Kathy O’Brien was not the only client of Dr. Lewis who had ties to Langley. Rapp didn’t know specifics, because Lewis never talked about his clients and the CIA wasn’t the kind of place where people ran around talking about their feelings, let alone divulging that they were seeing a shrink, but it was known among the professionals that Lewis was a man you could trust if you needed a little help getting your head screwed back on. Rapp wasn’t sure, but he got the distinct impression CIA Director Kennedy had spent some time on Lewis’s couch trying to sort through some of her personal issues. Rapp knew this because Kennedy herself had tried to get Rapp to sit down and talk with Lewis after his wife had been killed.
Even with the near-crippling pain he was experiencing after Anna’s death, Rapp never considered consulting Lewis. He wasn’t wired that way. Rapp knew he had to work his way through it on his own. He had nothing against therapy. He was sure that there were plenty of good docs out there who could help people get through a rough patch. And while he would never deny that he had a lot of issues, they weren’t exactly
the kind of things he could share. Doctor-patient privilege was a nice legal protection for the average person, who might someday end up in a courtroom, but intelligence agencies were instituted to not play by the rules. Bugging offices and eavesdropping on important conversations were standard operating procedure.
“I can’t believe we’re going to be late,” Nash said in a tired voice.
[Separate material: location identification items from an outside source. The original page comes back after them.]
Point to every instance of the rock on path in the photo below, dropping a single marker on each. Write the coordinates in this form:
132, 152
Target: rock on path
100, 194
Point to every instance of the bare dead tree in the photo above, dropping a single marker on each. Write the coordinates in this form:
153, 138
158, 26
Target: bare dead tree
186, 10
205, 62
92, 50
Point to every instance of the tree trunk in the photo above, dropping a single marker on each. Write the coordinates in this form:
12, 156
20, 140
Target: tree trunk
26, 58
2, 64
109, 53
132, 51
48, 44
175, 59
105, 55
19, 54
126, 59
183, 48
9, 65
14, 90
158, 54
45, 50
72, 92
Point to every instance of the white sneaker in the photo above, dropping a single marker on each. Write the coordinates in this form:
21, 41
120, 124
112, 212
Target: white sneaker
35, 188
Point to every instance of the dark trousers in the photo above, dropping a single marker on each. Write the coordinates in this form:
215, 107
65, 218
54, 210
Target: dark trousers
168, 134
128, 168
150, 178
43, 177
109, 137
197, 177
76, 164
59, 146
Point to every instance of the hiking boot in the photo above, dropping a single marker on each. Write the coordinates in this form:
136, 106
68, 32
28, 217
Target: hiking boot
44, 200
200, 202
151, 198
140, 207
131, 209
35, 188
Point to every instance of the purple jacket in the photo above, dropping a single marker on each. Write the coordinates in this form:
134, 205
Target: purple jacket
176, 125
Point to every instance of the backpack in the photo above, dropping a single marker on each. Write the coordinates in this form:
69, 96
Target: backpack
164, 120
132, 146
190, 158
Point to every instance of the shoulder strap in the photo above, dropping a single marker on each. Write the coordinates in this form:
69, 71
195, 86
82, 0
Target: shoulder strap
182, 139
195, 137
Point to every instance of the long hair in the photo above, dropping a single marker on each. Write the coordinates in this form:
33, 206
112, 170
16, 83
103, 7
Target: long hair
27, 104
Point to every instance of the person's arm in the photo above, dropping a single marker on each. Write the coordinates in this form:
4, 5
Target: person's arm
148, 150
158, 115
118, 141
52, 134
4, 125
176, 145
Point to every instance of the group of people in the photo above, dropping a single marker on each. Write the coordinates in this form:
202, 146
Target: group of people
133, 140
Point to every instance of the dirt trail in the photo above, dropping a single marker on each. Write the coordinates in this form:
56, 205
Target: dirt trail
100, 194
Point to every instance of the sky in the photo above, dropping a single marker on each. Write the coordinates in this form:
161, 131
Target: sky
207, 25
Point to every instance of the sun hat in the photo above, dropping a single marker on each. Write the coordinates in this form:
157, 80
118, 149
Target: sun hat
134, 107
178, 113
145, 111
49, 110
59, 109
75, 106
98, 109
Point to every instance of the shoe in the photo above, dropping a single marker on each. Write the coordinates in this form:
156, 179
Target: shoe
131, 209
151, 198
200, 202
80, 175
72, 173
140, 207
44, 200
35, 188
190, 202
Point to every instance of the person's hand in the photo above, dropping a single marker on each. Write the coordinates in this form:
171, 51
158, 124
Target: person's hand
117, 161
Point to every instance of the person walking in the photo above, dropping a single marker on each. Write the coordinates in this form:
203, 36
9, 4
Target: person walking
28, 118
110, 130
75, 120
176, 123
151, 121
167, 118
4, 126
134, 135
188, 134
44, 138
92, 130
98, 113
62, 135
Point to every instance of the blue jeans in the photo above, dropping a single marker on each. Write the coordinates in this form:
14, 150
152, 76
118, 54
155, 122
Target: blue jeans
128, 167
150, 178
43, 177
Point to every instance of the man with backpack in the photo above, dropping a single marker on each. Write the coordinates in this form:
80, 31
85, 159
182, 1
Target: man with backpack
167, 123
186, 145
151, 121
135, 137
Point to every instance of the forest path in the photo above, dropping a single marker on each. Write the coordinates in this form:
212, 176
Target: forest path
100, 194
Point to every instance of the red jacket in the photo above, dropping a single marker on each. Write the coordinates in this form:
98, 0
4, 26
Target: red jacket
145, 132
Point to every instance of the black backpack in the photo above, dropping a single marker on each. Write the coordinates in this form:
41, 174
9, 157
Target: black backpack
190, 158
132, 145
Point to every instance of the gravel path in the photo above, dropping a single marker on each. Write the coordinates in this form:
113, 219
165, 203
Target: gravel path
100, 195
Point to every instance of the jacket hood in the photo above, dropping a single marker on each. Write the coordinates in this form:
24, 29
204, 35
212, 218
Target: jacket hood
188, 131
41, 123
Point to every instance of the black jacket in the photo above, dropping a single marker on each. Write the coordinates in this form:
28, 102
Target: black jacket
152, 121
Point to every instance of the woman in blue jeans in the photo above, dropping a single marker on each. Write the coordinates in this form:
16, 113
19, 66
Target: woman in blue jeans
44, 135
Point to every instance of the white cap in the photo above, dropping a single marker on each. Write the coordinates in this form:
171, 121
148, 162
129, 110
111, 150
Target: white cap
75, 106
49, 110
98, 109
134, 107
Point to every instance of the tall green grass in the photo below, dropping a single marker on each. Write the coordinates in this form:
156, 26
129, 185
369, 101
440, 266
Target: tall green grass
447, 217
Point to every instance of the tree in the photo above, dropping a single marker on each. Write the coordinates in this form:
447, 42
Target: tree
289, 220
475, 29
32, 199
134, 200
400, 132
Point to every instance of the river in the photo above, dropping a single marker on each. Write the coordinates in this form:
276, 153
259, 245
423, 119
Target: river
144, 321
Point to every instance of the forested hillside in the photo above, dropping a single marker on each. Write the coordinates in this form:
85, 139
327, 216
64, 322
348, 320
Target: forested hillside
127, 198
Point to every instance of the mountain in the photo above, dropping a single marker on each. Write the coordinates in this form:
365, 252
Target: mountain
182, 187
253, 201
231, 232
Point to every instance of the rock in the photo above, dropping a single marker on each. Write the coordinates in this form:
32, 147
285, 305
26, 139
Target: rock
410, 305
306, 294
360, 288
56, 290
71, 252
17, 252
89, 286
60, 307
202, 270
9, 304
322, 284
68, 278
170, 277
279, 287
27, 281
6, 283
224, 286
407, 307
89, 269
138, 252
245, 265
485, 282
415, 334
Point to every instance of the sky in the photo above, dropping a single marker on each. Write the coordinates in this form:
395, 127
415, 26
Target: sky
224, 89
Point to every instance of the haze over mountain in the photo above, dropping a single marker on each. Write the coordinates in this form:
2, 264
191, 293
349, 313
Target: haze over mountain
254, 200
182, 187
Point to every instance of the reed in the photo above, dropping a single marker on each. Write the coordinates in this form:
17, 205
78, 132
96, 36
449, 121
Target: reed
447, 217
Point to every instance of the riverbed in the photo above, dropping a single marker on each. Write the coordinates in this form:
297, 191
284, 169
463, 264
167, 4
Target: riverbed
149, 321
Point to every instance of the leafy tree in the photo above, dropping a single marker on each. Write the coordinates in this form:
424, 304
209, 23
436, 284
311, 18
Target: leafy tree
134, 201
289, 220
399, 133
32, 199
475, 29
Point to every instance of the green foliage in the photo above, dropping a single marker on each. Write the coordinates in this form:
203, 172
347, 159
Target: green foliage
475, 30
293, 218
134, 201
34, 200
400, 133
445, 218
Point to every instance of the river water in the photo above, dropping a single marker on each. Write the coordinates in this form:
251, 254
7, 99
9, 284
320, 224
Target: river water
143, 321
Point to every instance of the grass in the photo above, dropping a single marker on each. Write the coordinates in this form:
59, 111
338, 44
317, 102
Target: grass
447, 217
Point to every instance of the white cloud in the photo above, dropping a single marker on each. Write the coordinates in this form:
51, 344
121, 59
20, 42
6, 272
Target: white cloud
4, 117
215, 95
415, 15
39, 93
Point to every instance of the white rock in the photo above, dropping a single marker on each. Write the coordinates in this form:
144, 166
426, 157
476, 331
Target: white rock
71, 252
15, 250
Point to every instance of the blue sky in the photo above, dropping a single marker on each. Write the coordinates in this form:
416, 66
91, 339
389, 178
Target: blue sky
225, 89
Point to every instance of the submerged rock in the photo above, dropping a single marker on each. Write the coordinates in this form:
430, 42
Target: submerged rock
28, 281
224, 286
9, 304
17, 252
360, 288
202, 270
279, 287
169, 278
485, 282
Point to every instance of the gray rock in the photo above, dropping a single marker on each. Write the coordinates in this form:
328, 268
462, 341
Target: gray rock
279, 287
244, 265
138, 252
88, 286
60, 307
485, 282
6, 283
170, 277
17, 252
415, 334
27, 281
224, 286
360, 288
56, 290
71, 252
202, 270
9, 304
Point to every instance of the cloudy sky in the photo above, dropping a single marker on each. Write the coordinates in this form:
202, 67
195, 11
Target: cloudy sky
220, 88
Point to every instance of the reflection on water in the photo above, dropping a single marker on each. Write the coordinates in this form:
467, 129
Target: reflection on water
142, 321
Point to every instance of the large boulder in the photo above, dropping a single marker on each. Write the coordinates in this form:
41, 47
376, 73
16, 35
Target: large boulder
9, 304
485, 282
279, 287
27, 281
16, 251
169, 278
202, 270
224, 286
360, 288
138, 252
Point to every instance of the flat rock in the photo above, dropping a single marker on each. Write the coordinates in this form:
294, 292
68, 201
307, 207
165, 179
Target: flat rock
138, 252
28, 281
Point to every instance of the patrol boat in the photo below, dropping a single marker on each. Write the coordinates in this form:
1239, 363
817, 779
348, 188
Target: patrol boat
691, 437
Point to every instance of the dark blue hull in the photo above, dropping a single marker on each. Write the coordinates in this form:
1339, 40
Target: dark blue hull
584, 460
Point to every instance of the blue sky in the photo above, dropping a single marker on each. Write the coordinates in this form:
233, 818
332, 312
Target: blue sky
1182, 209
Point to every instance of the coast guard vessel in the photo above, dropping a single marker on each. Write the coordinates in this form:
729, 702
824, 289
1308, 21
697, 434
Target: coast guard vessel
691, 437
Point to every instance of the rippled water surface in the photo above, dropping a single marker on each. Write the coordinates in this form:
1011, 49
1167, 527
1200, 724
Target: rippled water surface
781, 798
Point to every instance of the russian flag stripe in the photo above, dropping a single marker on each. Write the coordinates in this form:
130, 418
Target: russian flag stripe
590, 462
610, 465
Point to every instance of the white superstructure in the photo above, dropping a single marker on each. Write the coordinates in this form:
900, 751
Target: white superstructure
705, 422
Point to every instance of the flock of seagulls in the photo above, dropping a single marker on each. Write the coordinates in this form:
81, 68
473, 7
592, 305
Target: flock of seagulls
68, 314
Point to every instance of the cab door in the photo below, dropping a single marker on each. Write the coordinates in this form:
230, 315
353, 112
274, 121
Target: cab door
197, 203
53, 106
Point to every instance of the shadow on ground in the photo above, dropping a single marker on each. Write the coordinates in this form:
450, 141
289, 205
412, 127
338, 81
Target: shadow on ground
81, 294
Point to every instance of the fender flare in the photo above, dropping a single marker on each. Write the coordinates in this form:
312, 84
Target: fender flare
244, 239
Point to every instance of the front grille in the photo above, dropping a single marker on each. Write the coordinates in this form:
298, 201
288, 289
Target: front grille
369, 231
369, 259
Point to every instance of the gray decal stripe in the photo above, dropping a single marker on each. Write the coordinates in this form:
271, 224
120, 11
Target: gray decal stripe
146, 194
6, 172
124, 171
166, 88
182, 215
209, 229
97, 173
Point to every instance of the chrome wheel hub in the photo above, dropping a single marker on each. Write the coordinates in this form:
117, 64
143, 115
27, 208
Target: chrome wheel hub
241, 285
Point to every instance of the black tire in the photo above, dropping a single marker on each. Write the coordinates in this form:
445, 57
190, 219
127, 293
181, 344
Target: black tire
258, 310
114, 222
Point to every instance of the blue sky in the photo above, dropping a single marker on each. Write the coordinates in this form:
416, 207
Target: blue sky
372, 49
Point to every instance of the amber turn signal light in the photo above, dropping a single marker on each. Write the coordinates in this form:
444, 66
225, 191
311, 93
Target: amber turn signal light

Rapp looked over at his friend, who was clean-shaven and dressed in a crisp white shirt, blue suit, and yellow tie. Rapp glanced at his own reflection in the mirror. He had thick black stubble on his tan face and was not wearing a tie. If he had had time he probably would have shaved, but not necessarily. This was not his first meeting with this president, or the previous one, but it occurred to him this was probably Nash’s first dance. He glanced at the clock. It was three minutes past nine, and they were still a few miles out. Rapp hit the blinker, cut across two lanes of traffic, and took the George Washington Parkway exit without slowing down. By the time they cleared security and parked, they’d be about ten minutes late, and while Rapp didn’t like to keep the president of the United States waiting, he knew from experience that presidents weren’t exactly the most punctual people.